Note: This article has been excerpted from Leading Life-Changing Small Groups.
Choosing a curriculum can be an overwhelming task considering the number of options now found in bookstores and online. Here are some tips on choosing one right for your group.
Key Reminders While You're Looking
Curriculum Is a Tool
Curriculum can never lead the group. Don't forfeit opportunities for extended prayer or service, or cut short a necessary community-building activity, because "we have to get through the curriculum." Jesus did not say, "Go therefore into all the world and complete the curriculum!" Your goal is ultimately to make disciples—Christ-followers—who are obedient to Jesus, yielded to the Spirit, and loving toward others.
Curriculum Is Not a Substitute for the Bible
Curriculum and study guides should be used to enhance the group's purpose and move people toward biblical truth. They should point to God's Word, not serve as a substitute.

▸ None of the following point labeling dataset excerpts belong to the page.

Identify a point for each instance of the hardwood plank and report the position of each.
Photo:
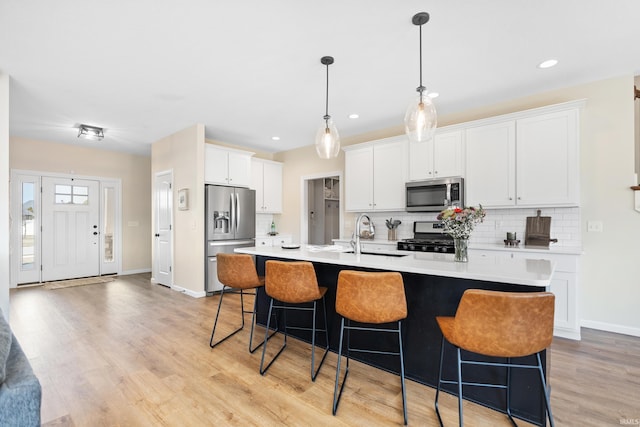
(133, 353)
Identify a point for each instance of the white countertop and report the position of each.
(568, 250)
(492, 269)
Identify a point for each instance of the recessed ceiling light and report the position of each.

Don't Feel Obligated to Finish All the Questions
Competent leaders know what questions to use and how many of them to use. If a curriculum has too many questions, choose a few good ones (five to seven questions at most). Many times, two to three good questions followed by the right kind of group discussion are more than enough. Better to have a great discussion while grappling with a few good questions than to answer all the questions at a superficial level. The goal is to engage people with the truth of God's Word as it relates to their own heart and growth.
Make Sure the Curriculum Is Group Friendly
Many small-group studies are designed for understanding the Bible, not building relationships or generating a deep sense of community and caring. Look closely at not only the questions but also the process. Does the curriculum allow for lots of interaction? Does it ask personal disclosure questions that challenge people to open up and share their lives? Or is it filled with content-based "what" questions, often ignoring personal "why" questions?

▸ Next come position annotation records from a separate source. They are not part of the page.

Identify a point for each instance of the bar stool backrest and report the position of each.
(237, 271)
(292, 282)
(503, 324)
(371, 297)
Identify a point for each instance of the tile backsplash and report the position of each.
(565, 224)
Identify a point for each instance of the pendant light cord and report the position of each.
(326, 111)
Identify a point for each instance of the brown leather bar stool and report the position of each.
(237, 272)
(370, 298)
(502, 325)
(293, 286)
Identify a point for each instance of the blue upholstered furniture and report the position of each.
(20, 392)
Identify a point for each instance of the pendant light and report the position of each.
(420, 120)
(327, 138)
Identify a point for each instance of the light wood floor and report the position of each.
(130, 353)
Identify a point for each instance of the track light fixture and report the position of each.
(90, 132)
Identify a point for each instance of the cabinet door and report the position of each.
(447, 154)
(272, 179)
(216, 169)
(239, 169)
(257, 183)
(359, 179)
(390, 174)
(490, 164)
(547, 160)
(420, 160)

Look for Engaging Application Questions
An application section that simply asks, "How would this apply to your life?" is weak. Instead, look for an application section that says something like, "It's clear from this passage that we need to share our faith with others. And it is clear that we all know how and that it would please God. But let's talk about why it's so hard for you and me to start spiritual conversations with seekers. Are there fears or other barriers you face in communicating the gospel? How does it feel when you picture yourself talking to an unsaved person about Christ?" These questions will probe people's motives, thoughts, feelings, and needs. Only then can we truly pray for and encourage one another.
Key Questions When Choosing a Curriculum
What Is Our Purpose?
The curriculum should support the purpose of the group. This purpose may change as the group moves through seasons of growth, maturity, and experience. If a group starts as a grief support group for those who have lost loved ones, the curriculum should reflect that purpose. As people move through the stages of grief, a leader may see that the group members need to understand more about God. As a result, a curriculum on the attributes of God may be appropriate.
Where Is the Group Spiritually?
It's wise to take the spiritual pulse of your group to determine the level of curriculum appropriate. If the group is dominated by people investigating the claims of Christ, make sure the questions are appropriate for them. Listen without making rash judgments, don't appear to have all the answers, and deal with the issues facing them as explorers of the faith. Allow them to process information, ask hard questions, and raise objections. Use a Bible version that is easy for them to read and use. The Journey by Zondervan, designed with questions and insights for spiritual seekers, is a great Bible for this kind of group.